My sister’s words also reminded me that I am descended from another “sturdy stock”. God says in Romans chapter 11 that He has grafted me into His tree, and in Psalm 16:6-8 the Psalmist declares that my lineage is great:
“The lines have fallen to me in pleasant places; indeed, my heritage is beautiful to me. I will bless the Lord who has counseled me; because He is at my right hand, I will not be shaken.”
As children of God, through the work that Christ has accomplished on the cross, we have the wonderful assurance that He has grafted us into His beautiful family tree. It is a tree rooted in strength, and able to provide us with courage to face our greatest fears. Because He is at our right hand, we do not have to be shaken. Our God is near – to counsel and comfort and carry us.
In the movie The Princess Bride, Buttercup stood at the edge of the Fire Swamp, with its Rodents of Unusual Size, and lamented, “We’ll never survive.”
Westley replied, “Nonsense, you’re only saying that because no one ever has.”

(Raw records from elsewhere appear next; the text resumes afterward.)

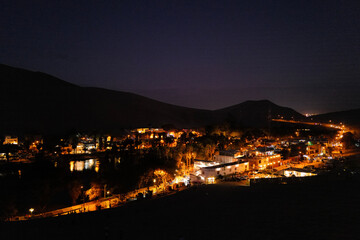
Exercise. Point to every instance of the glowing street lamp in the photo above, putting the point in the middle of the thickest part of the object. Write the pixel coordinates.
(31, 210)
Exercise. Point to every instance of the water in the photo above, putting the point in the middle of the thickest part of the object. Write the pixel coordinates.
(81, 165)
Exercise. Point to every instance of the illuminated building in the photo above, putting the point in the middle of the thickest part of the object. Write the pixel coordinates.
(11, 140)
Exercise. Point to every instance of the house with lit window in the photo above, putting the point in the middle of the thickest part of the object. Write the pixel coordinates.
(265, 162)
(208, 174)
(227, 156)
(297, 172)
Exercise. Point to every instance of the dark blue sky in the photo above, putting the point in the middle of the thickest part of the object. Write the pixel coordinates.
(203, 54)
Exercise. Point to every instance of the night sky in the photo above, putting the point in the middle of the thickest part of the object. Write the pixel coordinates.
(202, 54)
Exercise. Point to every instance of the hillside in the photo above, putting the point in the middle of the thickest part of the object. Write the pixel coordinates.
(350, 117)
(34, 102)
(257, 113)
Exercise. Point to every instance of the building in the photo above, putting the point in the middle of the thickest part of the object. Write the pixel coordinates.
(11, 140)
(297, 172)
(209, 174)
(228, 156)
(265, 162)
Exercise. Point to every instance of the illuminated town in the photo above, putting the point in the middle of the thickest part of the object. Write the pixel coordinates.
(180, 120)
(189, 157)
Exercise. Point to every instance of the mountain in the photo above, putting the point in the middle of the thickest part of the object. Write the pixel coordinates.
(257, 113)
(350, 117)
(35, 102)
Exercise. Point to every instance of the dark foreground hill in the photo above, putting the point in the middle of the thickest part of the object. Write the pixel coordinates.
(34, 102)
(316, 209)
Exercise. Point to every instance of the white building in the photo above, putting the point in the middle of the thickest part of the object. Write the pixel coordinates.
(208, 174)
(297, 172)
(227, 156)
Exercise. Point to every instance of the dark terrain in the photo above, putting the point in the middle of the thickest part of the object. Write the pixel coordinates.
(37, 103)
(320, 208)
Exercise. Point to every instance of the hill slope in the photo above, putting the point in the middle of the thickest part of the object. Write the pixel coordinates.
(34, 102)
(350, 117)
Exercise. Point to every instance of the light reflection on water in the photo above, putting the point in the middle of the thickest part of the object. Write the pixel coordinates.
(81, 165)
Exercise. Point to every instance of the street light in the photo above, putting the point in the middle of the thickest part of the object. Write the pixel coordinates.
(31, 211)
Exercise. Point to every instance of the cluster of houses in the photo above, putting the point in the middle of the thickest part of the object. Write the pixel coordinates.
(260, 158)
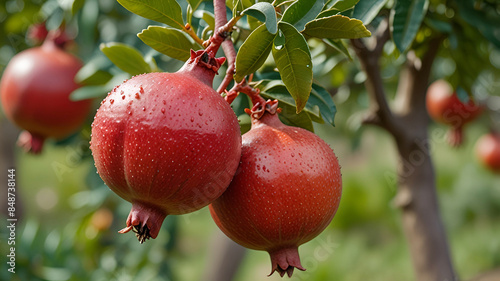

Not much comfort in that statement! But, as the story goes, they did indeed survive and lived to fight another day. We face our own “fears of unusual size” throughout our lives, and yet plenty of our brothers and sisters who have gone before us in this journey have survived. Their stories give us courage to go on and fight another day.
My fearless mother may have used a hammer to take care of one of my greatest fears as a teen, but God our Father has given us a Sword, His Word, to face all our fears … and fight all our battles.